PubMedで「Reiki(レイキ)」を検索してみたら
PubMedで「Reiki」を検索してみると、以下の結果となりました。
画像は日本語翻訳済み。
ここに掲載されている一番上の記事「痛み、不安、生活の質を改善するためのレイキ療法。(Reiki therapy for pain, anxiety and quality of life)」を見ていくと
現在の記事では、レイキ療法がいくつかの病状において痛みの緩和、不安/抑うつの軽減、生活の質の改善に有効であることを示しています。緩和ケアに関する研究数が少ないため、レイキ療法の利点を明確に特定することはできませんでしたが、予備的な結果では、終末期患者に対するレイキ療法の肯定的な効果が示されている傾向があります。

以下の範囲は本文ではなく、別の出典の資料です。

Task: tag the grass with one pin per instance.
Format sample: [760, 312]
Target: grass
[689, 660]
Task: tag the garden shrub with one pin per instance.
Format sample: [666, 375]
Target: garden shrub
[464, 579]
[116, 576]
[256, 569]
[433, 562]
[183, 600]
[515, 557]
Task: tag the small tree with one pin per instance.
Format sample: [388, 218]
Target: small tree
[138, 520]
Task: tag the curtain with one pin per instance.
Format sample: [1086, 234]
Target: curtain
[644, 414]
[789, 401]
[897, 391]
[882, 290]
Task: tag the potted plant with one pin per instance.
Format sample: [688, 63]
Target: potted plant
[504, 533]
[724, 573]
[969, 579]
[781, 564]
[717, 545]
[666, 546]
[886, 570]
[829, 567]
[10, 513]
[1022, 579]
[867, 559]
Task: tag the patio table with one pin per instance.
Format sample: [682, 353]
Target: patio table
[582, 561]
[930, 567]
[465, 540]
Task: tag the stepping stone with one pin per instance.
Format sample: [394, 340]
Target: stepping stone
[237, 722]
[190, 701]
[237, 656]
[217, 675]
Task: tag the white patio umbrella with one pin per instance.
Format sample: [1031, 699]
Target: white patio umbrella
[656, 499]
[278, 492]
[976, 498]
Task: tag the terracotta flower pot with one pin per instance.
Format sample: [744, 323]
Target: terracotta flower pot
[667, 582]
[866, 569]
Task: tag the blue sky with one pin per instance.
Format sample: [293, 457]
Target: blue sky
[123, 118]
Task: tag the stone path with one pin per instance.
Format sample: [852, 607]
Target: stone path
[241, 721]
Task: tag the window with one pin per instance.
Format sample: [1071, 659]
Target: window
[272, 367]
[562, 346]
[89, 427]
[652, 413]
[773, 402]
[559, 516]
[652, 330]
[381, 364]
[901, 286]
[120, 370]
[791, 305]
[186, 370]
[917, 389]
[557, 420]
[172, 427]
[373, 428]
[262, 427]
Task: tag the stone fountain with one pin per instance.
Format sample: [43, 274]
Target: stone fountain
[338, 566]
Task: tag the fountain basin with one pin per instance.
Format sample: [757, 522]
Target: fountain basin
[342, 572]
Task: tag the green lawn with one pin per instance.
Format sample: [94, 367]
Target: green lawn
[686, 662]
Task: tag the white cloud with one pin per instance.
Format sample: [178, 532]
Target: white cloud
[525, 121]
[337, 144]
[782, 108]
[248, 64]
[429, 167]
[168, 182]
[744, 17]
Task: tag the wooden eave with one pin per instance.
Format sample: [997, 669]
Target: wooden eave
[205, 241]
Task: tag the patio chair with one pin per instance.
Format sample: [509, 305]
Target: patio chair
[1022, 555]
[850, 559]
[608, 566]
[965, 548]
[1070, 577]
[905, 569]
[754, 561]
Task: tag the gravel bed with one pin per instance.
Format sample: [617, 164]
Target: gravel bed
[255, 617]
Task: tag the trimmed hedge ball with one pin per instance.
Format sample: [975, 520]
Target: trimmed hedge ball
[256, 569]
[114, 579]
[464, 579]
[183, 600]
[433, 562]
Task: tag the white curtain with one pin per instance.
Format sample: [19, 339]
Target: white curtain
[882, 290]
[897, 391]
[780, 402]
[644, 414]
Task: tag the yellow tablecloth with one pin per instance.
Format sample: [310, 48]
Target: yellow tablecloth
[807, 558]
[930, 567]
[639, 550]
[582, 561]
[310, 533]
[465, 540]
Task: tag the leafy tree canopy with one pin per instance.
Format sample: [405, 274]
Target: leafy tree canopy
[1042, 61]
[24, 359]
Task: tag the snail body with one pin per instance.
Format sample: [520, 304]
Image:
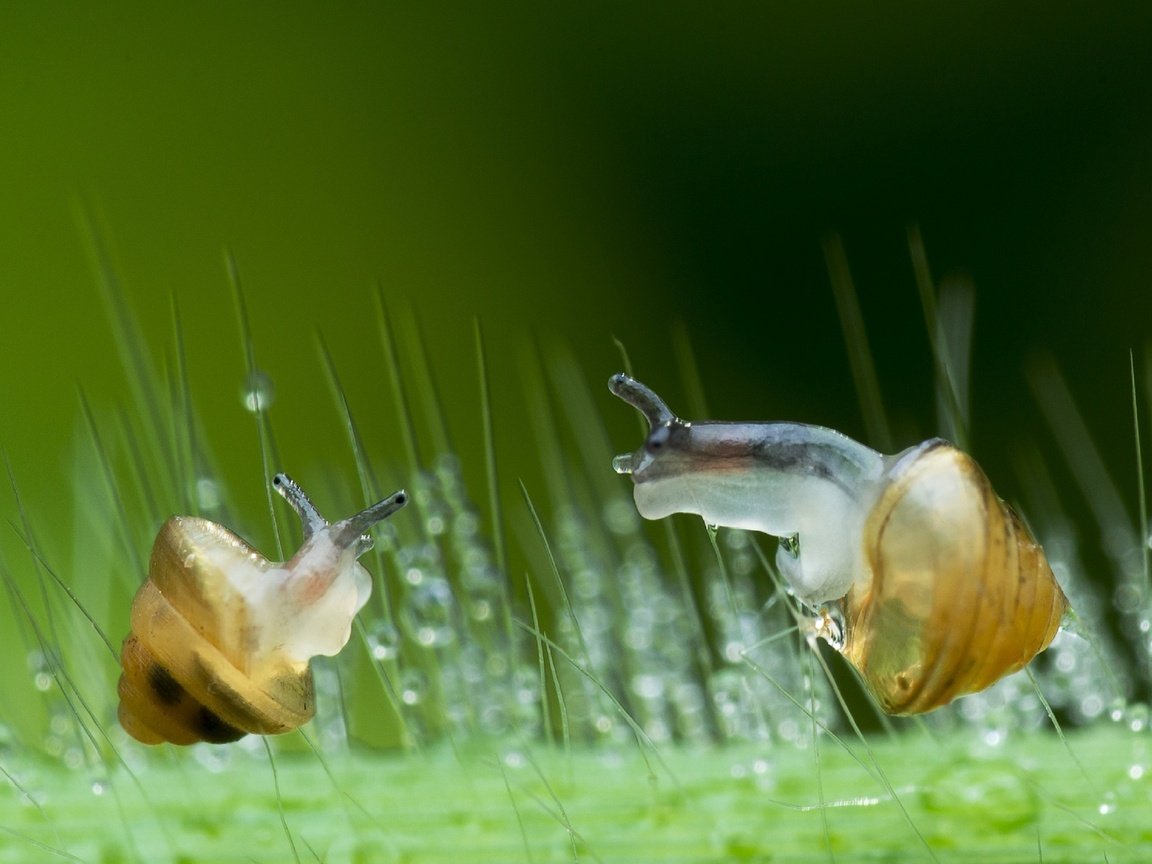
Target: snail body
[942, 589]
[221, 637]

Reiki therapy for pain, anxiety and quality of life
この記事によれば「緩和ケアに関する研究数が少ないため、レイキ療法の利点を明確に特定することはできない」ものの、「予備的な結果では、終末期患者に対するレイキ療法の肯定的な効果が示されている傾向がある」とされています。
ただ、その「傾向」についての詳細がこの記事では確認できなかったため、他の論文を見ていきます。
レイキは感情、痛みなど心身の健康を改善することが示唆されている
次に「A Large-Scale Effectiveness Trial of Reiki for Physical and Psychological Health(レイキによる心身の健康への効果を検証する大規模試験)」を見ていきます。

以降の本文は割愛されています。